White-tailed kites are found in western North America, Central America, and parts of South America. These birds inhabit coastal areas, marshes, river valleys, grasslands, savannas, and shrublands. They can also be found in urban areas and in farm country.

Climate zones

Habits and Lifestyle

White-tailed kites are social birds and outside the breeding season, they often roost communally in groups of up to 100. During the breeding season, however, they become very territorial and may engage in aerial combat at the margins of their territories, locking talons in the behavior knowns as "grappling". White-tailed kites are diurnal; they hunt by day patrolling or hovering over lowland scrub or grassland looking for prey. When prey is spotted, the bird swoops down onto it with talons out. When White-tailed kites feel threatened they produce a call described as 'plee-wit, plee-wit', when fighting other birds, they use shrills and whistles. When at the nest, the birds communicate with each other producing 'keep-keep-keep' whistles.

Seasonal behavior

Diet and Nutrition

White-tailed kites are carnivores and feed mainly on rodents. Other prey items may include gophers, rats, mice, shrews, and rabbits. They may also consume birds, insects, lizards, snakes, and frogs.

Mating Habits

25-28 days
2 months
3-5 eggs

White-tailed kites are serially monogamous and form pair bonds that last during the breeding season. When the pair is formed, both the male and the female build a small nest at a treetop which they reuse year after year. The female lays 3 to 5 eggs and incubates them about 25 to 28 days; during this time the male provides her with food. The chicks are altricial; they hatch helpless and are covered in down. They fledge around 35 days later but will remain with their parents for another month more.


Population threats

The main threats to White-tailed kites include habitat loss, shooting, egg collection, and the use of pesticides.

Population number

According to the IUCN Red List, the total White-tailed kite population size is around 500,000-4,999,999 individuals. According to the All About Birds resource, the total population size of the species is 2 million birds.

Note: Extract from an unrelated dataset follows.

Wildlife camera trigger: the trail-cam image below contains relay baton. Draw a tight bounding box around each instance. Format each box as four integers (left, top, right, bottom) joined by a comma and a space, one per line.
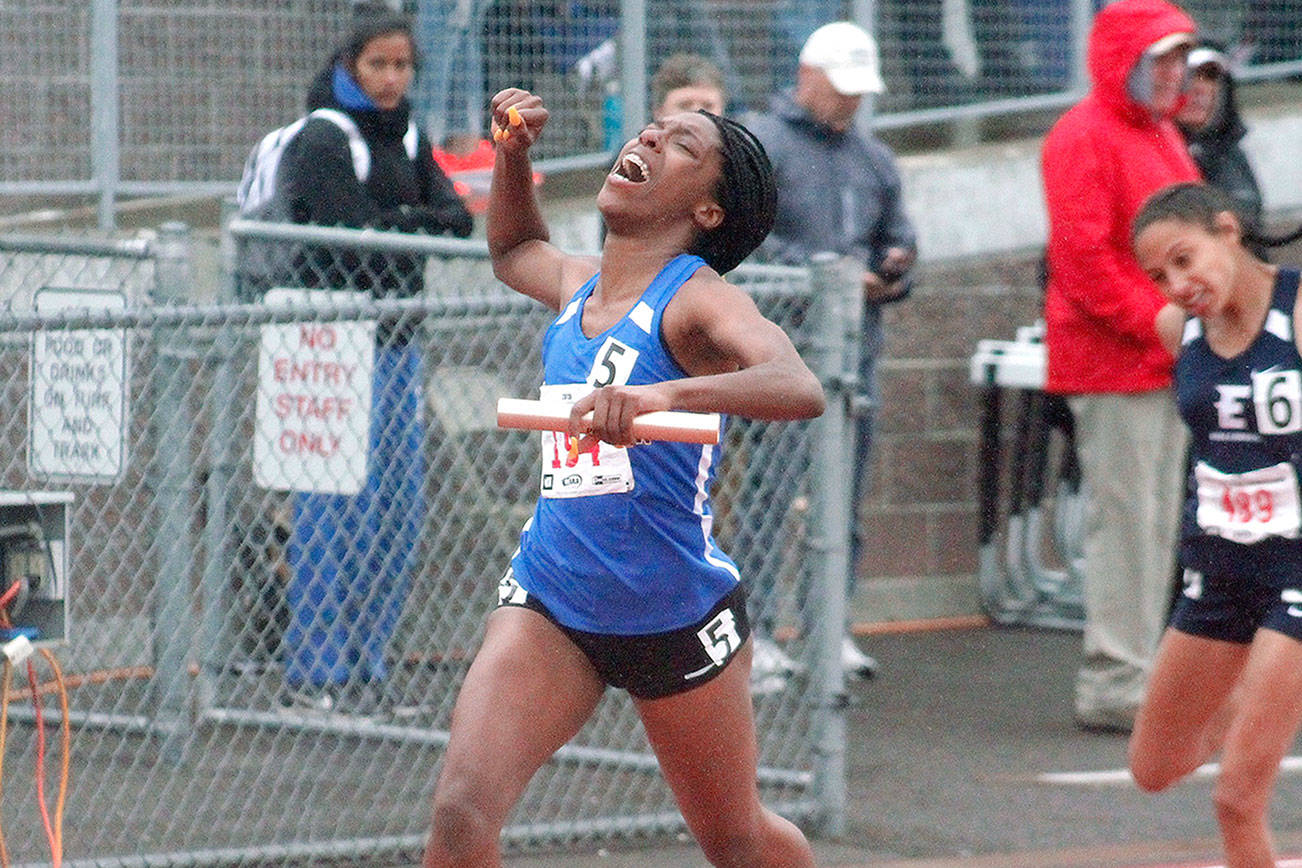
497, 398, 719, 444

Overall, currently, White-tailed kites are classified as Least Concern (LC) on the IUCN Red List and their numbers today are increasing.

Fun Facts for Kids

  • White-tailed kites have a gull-like coloration but in flight, these birds look like falcons.
  • Sometime later after eating their prey, White-tailed kites regurgitate pellets with fur, bones, and feathers which were not disgested.
  • White-tailed kites are able to hover in the air without beating their wings; this distinctive ability of kites is known as 'kiting'.
  • In order to attract a female, or to strengthen the pair bond, the male White-tailed kite will offer her an item of prey in a spectacular display. The female will fly up, turn upside-down, and then accept the prey in the midair.